If the IP doesn't match: check your server's current IP in your VPS provider's management panel or via SSH with curl ifconfig.me. With some cloud providers, the IP changes after a server restart. In that case, enter the new IP in the Binance whitelist.

API settings won't save

Sometimes you set all permissions correctly and click save, but the settings revert afterwards. This is a known bug on the Binance side. In this case, there's only one fix: delete the affected API key completely and create a new one. Run through steps 2 to 4 again. It takes five minutes and reliably solves the problem.

"API Key Invalid" during unCoded setup

The cause is almost always a copy error. The API Key or Secret Key wasn't fully copied, or invisible characters (spaces, line breaks) were included. Solution: paste the key in a text editor, check for visible spaces at the beginning or end, then copy and paste again.

When to Renew Your API Key

An API key has no expiration date on Binance. It stays valid until you delete it. Still, there are situations where you should create a new key.

If you suspect the key has been compromised. For example because you accidentally shared it in a chat, committed it to a public repository, or stored it on an untrusted device. In this case: delete the key immediately, create a new one.

When you switch VPS providers. New server means new IP. You can either update the whitelist or create a fresh key. A fresh key is the cleaner approach.

When you switch bots or set up a second bot. One key per system. Don't use the same key for two different systems.

As a general hygiene measure every six to twelve months. Even without a specific concern, regular key rotation reduces the risk of long-term compromise.

FAQ

Can the bot withdraw money with my API key? No, as long as the withdrawal permission is deactivated. The key can only trade (buy and sell), but cannot initiate a withdrawal. This restriction is enforced directly by Binance, not by the bot software.

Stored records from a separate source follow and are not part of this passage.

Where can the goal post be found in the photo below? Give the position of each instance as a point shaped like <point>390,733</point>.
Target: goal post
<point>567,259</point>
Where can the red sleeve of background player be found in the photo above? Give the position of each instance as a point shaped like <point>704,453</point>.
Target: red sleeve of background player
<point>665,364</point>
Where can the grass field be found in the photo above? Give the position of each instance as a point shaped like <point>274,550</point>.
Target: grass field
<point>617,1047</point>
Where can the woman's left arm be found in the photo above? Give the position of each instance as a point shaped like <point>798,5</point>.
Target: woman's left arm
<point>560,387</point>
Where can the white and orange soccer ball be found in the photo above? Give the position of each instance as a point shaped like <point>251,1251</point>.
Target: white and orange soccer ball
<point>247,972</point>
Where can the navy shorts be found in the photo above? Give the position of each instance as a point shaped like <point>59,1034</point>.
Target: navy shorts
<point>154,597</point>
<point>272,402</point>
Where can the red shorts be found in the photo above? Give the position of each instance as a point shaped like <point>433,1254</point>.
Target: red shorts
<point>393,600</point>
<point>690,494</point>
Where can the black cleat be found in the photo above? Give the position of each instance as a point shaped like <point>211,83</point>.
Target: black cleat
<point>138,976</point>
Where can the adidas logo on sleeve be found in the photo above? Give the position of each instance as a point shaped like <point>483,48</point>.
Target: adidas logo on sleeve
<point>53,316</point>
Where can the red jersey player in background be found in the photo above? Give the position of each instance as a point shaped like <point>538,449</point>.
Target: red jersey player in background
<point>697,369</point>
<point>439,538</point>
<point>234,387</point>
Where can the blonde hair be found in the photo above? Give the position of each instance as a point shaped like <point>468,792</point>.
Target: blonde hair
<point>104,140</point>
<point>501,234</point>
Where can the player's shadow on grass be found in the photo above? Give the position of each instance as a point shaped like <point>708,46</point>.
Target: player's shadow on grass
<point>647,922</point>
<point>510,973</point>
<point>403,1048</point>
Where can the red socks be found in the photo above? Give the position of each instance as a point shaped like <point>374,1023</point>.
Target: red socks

What happens if someone steals my API key? With an active IP whitelist, the attacker can't use the key because Binance blocks every request from a non-whitelisted IP. Without a whitelist, they could place unauthorized trades, but not initiate a withdrawal (with withdrawal permission deactivated). In both cases: delete the key immediately and create a new one.

How often should I renew my API key? Every six to twelve months as a general hygiene measure. Immediately if you suspect compromise. When switching VPS providers. When setting up a new bot.

Do I need a separate key for each bot? Yes. One key per system. This prevents a compromised bot from endangering other systems, and it makes the overview in Binance API Management much clearer.

What do the individual permissions mean? Read: view balance and trade history. Spot & Margin Trading: place buy and sell orders on the spot market. Futures: trade on the futures market (with leverage). Withdrawal: withdraw funds from the account. Internal Transfer: move funds between sub-accounts.

Does the key work without an IP whitelist? Yes, technically it works. But without a whitelist, the key is usable from any IP address in the world. That's a significant security risk. Binance actively warns you about this. Always set up the whitelist.

How long is a Binance API key valid? Indefinitely. The key stays active until you manually delete it. There is no automatic expiration date.

Can I use the same key for Spot and Futures? Technically yes, if both permissions are activated. But it's not recommended. For different trading modes, you should use separate keys with only the necessary permissions each. This minimizes the attack surface.